8

I've noticed in different papers that after a certain number of epochs there sometimes is a sudden drop in error rate when training a CNN. This example is taken from the "Densely Connected Convolutional Networks" paper, but there are many others. I wonder what is the cause of this? Especially why it appears at the same epoch although the two architectures compared here a completely different.

image

A similar question was asked here, but the only answer given there so far stated that it's because a saddle point in the error surface is reached and then overcome. As the two architectures are very different, they also will have a very different error surfaces (even with different dimensions), so I find highly unlikely that they both reach and overcome a saddle point at exactly the same epoch.

amoeba
  • 93,463
  • 28
  • 275
  • 317
peter griffin
  • 81
  • 1
  • 2
  • Could you perhaps share links to at least two specific papers? I wasn't aware of this – bibliolytic Nov 09 '17 at 06:29
  • for example the ResNet paper: https://arxiv.org/pdf/1512.03385.pdf and the one mentioned in the question: https://arxiv.org/pdf/1608.06993.pdf sadly in neither of them this sudden drop is explained or even pointed out – peter griffin Nov 09 '17 at 07:13
  • 1
    Most probably because of lowering the learning rate at 150 epoch, very deep networks are usually trained with SGD with a fixed learning rate schedule. You can, for example, see it again at 225 epoch. – Łukasz Grad Nov 09 '17 at 07:36
  • huh that's interesting -- within papers these things appear to happen at the same time, but it doesn't look to me like across papers this is happening at the same epoch (granted the first paper you link doesn't have epochs on the x-axis). Perhaps it's a function of the dataset? The first used imagenet, the second cifar – bibliolytic Nov 09 '17 at 07:47
  • 1
    Reducing the LR every $k$ epochs is a common strategy, but it's not the only one. For example, you could also reduce the LR if you detect that the loss is flat or increasing, which seems to be the logic used here (note how the loss has an upward trajectory before there's a dramatic decline again). – Sycorax Nov 19 '19 at 20:35
  • @ReinstateMonica I'd be interested to see your answer in the linked thread (this one I think could be closed as a duplicate). However, the real question here is WHY does the learning rate decrease result in a sudden drop of error... – amoeba Nov 20 '19 at 10:03
  • This is speculation, but I suspect it's because the curvature of the surface is changing as you move, so a step size that improves early in training is too large later in training. Consider the three cases outlined [here](https://stats.stackexchange.com/questions/364360/how-can-change-in-cost-function-be-positive/364366#364366), and then imagine what happens if we have a different expression for $x^{(t+1)}$ at each $t$. It's easy to choose a good step size when $x^{(t+1)}$ is fixed, but if it changes as we move, then we can move into a domain where $\eta$ is too large and we usually overshoot. – Sycorax Nov 20 '19 at 16:45
  • Saying "different expression for $x^{(t+1)}$ at each $t$" is a little loose, since the curvature actually depends on $x^{(t)}$, but I think you get the idea: we're not minimizing something nice like a quadratic, so the expression for $\nabla f(x)$ changes. @amoebasaysReinstateMonica – Sycorax Nov 20 '19 at 16:47

3 Answers3

4

The drops happen at the point where the learning rate is decreased, IF the information at

https://www.reddit.com/r/MLQuestions/comments/6i1at2/what_causes_these_sudden_drops_in_training_error/

is correct. It does make sense to me, but I did not verify it.

tyrex
  • 233
  • 2
  • 10
2

It's probably because learning rate scheduling is used to automatically reduce the learning rate when the optimizations reaches a plateau. Learning rate scheduling is a very common strategy for training neural networks.

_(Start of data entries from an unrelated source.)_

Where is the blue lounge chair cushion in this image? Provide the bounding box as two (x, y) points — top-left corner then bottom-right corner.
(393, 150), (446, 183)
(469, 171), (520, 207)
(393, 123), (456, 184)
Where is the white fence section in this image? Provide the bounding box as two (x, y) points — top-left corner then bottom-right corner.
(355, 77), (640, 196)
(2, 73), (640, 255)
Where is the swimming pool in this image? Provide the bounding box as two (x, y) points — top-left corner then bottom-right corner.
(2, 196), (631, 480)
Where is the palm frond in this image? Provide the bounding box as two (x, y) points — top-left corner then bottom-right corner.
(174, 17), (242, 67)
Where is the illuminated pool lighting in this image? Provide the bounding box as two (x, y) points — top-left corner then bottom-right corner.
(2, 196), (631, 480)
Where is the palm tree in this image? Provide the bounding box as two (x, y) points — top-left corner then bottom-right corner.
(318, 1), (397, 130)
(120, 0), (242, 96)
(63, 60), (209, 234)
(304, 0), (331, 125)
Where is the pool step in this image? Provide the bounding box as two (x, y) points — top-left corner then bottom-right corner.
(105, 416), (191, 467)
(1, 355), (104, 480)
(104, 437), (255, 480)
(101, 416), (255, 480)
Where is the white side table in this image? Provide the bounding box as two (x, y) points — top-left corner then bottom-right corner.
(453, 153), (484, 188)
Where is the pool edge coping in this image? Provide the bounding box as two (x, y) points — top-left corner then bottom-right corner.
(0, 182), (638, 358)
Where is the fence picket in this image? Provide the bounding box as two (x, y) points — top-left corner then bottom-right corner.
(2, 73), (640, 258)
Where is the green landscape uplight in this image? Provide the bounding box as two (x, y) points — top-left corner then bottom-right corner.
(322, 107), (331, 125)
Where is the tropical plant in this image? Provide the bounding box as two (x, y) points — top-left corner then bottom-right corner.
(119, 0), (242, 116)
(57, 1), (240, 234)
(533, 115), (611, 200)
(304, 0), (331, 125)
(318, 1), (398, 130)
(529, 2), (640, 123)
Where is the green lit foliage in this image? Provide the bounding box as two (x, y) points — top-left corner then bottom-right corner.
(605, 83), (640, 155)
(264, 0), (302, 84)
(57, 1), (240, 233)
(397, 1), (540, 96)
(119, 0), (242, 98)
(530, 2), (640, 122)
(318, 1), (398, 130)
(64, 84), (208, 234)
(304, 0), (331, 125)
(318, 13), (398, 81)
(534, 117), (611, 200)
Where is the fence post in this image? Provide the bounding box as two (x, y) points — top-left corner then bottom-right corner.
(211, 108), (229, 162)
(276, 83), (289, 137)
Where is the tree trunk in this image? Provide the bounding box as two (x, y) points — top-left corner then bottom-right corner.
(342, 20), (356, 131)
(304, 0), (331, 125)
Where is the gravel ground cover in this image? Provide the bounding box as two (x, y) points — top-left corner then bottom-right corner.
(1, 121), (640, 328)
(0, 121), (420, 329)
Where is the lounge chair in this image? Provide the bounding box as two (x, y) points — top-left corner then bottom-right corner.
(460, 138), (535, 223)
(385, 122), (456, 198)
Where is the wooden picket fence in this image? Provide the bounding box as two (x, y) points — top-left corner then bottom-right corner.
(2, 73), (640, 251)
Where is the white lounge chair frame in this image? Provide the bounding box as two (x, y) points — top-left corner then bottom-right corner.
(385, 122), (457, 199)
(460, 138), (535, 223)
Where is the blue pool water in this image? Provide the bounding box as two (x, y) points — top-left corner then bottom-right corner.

But I can't exclude that some other effect could be at work. Sadly, complete descriptions of the exact procedures used to train and tune networks are not always reported in peer-reviewed studies, making it very challenging to understand what, precisely, accounts for different properties of the resulting model. If the paper does not describe using a learning rate schedule, you would have to e-mail the authors to know definitively what accounts for the steep drops in the learning rate.

Sycorax
  • 76,417
  • 20
  • 189
  • 313
2

I was wondering the same thing. If the issue is indeed the learning rate schedule. Then doesn't that imply that there is a huge opportunity to increase accuracy/speed up convergence by optimizing the schedule? It seems abit crazy that the loss gets lowered by a factor of 3 in 1 epoch by lowering the learning rate.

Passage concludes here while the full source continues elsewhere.